Il tint parole. La plupart des charrettes et des cochers durent rester en arrière pour rentrer au camp par leurs propres moyens, ce qui leur prendrait une journée, avec Kireyin et les soldats casqués de vert pour assurer leur protection, et l’interdiction pour tous de traverser les ponts. Le regard froid, apparemment totalement remis de ses émotions, le Ghealdanin l’assura qu’il avait bon pied bon œil, et qu’il était prêt. Il retournerait sans doute dans So Habor juste pour se prouver qu’il n’avait pas peur. Perrin ne perdit pas son temps à tenter de l’en dissuader. Pour commencer, il fallait trouver Seonid. Ayant appris son départ imminent, elle ne s’était pas vraiment cachée, mais elle avait confié son cheval à ses Liges et aux yeux de tous. Elle avait tenté de s’esquiver à pied, dissimulée par des charrettes. Mais la pâle Aes Sedai n’avait pas cherché à masquer son odeur, ne sachant pas qu’elle aurait dû le faire. Elle fut surprise qu’il la retrouve rapidement, et indignée quand il la ramena à sa monture devant Steppeur. Malgré tout, à peine une heure plus tard, il quittait So Habor, avec les Gardes Ailés établissant leur cercle d’armures rouges autour de Berelain, les hommes des Deux Rivières entourant les huit charrettes chargées cahotant derrière les trois bannières restantes, et Neald souriant jusqu’aux oreilles. Sans parler de ses efforts pour engager la conversation avec les Aes Sedai. Perrin ne savait pas ce qu’il ferait si l’Asha’man devenait fou. Dès que le promontoire eut caché So Habor derrière eux, il sentit se dénouer un nœud entre ses épaules, dont il n’avait pas réalisé la présence. Il en restait tout de même dix autres, plus un nœud d’impatience qui lui tordait le ventre. La sympathie évidente de Berelain ne pouvait rien pour les dénouer.

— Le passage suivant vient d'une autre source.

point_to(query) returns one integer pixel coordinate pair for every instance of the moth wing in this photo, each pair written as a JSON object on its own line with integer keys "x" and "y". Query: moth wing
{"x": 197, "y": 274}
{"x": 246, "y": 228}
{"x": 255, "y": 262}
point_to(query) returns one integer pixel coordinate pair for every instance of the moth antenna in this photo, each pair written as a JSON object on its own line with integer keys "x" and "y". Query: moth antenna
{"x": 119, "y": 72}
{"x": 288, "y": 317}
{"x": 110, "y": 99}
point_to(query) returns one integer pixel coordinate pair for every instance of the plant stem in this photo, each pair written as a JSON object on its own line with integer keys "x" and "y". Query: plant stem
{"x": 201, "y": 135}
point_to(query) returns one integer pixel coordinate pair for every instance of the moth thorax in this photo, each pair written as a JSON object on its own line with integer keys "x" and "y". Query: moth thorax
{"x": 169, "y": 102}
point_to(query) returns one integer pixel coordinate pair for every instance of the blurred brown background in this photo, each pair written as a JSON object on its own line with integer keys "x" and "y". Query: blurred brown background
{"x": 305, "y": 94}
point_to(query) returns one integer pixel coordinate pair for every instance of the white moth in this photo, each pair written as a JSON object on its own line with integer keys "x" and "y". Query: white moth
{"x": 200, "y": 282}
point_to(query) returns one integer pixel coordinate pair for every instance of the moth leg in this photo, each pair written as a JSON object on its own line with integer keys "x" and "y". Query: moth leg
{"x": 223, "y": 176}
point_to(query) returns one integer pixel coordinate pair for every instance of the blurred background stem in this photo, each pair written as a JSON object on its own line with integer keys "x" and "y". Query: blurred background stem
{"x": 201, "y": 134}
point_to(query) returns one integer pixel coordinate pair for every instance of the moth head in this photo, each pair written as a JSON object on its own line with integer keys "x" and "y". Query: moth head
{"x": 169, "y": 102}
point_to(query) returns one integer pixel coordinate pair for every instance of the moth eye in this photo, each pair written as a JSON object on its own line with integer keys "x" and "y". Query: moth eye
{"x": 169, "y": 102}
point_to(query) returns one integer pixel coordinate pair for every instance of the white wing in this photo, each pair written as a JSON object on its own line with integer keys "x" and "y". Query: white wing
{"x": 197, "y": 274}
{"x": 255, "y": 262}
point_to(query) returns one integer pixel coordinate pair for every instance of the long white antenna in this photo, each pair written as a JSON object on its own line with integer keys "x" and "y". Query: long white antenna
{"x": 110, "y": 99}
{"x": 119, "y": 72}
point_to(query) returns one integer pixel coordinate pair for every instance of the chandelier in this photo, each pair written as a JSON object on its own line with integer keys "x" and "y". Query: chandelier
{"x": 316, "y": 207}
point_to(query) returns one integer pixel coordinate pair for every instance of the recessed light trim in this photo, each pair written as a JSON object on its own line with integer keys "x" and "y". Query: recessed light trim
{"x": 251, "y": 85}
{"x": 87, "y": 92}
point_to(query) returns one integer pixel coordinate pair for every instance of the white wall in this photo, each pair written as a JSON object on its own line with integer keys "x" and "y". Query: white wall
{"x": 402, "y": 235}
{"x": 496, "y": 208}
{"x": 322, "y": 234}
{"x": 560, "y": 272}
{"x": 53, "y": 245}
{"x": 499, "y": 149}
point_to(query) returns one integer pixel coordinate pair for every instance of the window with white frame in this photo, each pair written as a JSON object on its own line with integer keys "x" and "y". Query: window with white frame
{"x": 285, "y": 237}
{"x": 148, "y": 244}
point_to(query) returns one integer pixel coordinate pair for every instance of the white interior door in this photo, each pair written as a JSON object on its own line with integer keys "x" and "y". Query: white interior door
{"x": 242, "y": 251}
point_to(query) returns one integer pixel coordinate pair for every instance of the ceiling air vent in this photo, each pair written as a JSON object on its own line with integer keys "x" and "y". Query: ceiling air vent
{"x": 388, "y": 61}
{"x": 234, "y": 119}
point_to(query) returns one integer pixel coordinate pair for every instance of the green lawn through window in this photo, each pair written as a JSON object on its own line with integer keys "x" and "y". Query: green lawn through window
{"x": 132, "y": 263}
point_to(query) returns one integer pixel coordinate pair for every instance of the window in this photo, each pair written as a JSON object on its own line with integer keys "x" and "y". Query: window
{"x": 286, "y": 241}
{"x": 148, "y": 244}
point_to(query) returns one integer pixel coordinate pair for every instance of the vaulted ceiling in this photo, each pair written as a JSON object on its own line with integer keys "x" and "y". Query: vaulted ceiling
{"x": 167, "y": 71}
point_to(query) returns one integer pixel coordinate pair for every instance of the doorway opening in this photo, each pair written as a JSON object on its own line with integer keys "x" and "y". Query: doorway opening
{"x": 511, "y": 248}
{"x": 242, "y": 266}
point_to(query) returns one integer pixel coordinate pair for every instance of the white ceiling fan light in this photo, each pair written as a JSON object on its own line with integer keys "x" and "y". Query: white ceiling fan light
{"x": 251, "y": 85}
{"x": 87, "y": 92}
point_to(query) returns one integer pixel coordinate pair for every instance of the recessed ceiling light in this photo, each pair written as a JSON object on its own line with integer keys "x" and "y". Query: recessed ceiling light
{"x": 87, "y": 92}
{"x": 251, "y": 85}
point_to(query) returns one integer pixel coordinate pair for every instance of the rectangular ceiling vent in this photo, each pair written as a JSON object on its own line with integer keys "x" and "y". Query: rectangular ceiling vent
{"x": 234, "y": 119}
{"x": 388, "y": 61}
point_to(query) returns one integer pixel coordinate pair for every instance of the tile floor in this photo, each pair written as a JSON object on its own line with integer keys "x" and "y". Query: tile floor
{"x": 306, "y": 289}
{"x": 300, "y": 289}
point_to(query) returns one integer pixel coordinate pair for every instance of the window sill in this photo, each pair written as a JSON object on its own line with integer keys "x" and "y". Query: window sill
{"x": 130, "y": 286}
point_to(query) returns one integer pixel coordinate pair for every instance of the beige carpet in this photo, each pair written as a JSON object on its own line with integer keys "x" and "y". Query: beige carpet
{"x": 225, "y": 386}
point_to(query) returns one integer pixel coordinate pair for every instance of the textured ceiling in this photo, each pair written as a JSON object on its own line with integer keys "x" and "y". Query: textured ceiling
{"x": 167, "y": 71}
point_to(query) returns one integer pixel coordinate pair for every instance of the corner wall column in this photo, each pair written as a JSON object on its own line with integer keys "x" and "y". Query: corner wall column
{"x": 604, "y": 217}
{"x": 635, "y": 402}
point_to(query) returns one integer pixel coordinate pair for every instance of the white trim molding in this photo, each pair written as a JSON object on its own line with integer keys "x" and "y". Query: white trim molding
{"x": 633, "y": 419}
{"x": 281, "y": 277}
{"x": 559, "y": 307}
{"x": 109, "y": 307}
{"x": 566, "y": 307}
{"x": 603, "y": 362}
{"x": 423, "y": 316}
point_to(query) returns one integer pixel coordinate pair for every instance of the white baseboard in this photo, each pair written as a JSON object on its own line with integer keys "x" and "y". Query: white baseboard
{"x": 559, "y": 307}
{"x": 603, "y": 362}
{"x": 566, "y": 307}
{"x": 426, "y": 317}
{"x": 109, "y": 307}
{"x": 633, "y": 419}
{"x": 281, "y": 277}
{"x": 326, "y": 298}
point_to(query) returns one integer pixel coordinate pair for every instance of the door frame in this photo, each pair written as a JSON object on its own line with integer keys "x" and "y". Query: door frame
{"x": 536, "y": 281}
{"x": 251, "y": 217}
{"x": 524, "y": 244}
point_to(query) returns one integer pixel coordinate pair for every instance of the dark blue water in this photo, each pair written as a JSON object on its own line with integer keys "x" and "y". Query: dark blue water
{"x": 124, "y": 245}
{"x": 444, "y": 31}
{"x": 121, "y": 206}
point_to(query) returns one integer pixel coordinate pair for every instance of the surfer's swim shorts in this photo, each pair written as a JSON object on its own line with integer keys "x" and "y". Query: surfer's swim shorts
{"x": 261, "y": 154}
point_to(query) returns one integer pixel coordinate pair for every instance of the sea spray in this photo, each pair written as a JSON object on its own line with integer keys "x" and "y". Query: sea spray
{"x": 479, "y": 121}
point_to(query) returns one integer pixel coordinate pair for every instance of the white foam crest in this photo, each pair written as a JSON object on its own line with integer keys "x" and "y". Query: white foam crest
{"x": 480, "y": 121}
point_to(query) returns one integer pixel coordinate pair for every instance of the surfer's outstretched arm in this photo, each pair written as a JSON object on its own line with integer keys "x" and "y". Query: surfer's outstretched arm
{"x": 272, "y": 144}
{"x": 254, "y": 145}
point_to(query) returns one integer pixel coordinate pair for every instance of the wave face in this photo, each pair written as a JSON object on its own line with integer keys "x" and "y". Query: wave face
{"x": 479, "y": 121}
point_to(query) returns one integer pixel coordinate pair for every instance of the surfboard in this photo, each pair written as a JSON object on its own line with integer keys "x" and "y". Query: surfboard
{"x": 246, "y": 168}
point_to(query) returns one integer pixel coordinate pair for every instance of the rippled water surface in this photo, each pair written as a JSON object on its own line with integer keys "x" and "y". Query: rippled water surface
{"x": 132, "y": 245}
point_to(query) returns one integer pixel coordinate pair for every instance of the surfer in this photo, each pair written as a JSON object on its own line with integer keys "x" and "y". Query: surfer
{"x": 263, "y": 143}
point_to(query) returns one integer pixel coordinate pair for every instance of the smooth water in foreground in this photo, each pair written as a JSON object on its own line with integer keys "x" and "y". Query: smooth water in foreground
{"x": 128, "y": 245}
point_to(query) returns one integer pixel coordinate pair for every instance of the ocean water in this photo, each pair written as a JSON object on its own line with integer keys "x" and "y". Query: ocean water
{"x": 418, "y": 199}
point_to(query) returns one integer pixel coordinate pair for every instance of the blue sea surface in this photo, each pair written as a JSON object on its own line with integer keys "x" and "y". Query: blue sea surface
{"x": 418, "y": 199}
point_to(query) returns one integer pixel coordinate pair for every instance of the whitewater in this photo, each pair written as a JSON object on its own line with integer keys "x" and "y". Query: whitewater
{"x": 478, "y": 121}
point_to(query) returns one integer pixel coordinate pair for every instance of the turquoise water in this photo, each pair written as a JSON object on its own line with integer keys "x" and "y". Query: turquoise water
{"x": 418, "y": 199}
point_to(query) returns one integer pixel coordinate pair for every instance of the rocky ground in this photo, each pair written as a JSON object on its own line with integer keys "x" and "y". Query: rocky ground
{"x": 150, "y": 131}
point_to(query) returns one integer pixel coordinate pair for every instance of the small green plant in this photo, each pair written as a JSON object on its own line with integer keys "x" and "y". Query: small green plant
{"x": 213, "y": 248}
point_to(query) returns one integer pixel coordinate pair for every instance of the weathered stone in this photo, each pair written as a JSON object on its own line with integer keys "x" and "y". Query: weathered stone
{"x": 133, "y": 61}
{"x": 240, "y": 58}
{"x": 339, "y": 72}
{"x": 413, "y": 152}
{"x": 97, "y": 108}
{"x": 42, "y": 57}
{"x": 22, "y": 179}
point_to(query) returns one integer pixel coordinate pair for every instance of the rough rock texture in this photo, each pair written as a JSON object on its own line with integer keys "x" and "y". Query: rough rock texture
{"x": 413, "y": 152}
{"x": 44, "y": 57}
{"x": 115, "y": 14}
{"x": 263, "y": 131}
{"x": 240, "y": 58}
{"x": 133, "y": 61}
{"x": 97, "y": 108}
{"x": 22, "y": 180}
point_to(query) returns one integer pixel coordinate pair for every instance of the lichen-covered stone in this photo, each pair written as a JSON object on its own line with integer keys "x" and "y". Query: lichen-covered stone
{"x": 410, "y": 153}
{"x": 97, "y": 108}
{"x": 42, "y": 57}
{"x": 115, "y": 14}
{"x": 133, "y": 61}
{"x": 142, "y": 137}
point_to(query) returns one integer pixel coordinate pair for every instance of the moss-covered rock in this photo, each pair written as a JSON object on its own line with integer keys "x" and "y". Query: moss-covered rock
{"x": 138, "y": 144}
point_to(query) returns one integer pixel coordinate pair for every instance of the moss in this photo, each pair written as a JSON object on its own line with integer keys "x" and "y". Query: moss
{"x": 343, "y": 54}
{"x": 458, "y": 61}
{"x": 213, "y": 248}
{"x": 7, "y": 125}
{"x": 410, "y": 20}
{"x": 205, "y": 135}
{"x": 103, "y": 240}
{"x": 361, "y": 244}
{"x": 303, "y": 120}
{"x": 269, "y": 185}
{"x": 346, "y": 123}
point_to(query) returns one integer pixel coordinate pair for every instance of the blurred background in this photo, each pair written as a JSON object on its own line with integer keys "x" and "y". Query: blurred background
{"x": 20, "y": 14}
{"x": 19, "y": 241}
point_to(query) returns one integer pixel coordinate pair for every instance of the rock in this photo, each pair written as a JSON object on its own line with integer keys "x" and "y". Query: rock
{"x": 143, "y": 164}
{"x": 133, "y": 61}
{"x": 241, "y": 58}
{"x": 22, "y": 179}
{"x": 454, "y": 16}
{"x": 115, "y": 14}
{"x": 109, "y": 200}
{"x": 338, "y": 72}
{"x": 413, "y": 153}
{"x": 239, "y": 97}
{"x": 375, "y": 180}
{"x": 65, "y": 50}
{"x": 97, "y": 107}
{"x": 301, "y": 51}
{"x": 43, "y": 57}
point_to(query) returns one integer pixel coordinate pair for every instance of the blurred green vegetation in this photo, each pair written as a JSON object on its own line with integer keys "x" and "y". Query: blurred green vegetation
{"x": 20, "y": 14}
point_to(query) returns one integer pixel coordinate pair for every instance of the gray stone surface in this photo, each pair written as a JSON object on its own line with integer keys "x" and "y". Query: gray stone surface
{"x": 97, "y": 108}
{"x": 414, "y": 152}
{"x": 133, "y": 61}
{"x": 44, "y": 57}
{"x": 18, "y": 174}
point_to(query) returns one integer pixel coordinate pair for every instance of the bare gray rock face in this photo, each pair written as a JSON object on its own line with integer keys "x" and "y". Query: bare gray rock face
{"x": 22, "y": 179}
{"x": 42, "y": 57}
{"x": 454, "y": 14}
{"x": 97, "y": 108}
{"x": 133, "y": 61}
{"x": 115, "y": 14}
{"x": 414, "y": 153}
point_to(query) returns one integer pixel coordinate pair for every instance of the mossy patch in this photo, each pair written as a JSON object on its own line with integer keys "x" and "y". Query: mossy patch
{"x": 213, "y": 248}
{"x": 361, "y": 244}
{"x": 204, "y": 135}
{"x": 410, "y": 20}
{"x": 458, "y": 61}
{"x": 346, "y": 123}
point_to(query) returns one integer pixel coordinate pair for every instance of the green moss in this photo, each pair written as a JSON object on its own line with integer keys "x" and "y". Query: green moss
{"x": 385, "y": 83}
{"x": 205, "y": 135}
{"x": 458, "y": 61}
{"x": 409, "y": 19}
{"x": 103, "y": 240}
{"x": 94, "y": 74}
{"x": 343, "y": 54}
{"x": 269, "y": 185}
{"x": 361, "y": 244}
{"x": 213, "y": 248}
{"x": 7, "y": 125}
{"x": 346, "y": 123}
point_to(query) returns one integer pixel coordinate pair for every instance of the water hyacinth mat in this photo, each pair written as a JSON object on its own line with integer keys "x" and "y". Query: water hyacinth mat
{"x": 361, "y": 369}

Le portail de Neald les ramena dans la petite clairière couverte de neige de l’aire de Voyage au milieu des grands arbres. Ils avaient ainsi parcouru quatre lieues en un pas. Perrin n’attendit pas que les charrettes soient passées. Il crut entendre Berelain faire une remarque contrariée quand il talonna Steppeur vers le camp au trot. À moins que ce ne fût une Aes Sedai. Ce qui était beaucoup plus vraisemblable.

Le silence le frappa quand il s’engagea entre les tentes et les huttes des hommes des Deux Rivières. Le soleil n’était pas encore trop bas sur l’horizon, mais il n’y avait pas de marmites sur les feux, et peu d’hommes s’étaient rassemblés autour des feux de camp, serrant leurs capes et fixant intensément les flammes. Quelques-uns étaient assis sur les grossiers tabourets que Ban Crawe savait fabriquer ; les autres se tenaient debout ou accroupis. Aucun ne leva les yeux, ni n’accourut pour prendre son cheval. Ce n’était pas le silence qu’il sentait. C’était plutôt la tension ; l’odeur lui évoqua un arc tendu. Il l’entendait presque craquer.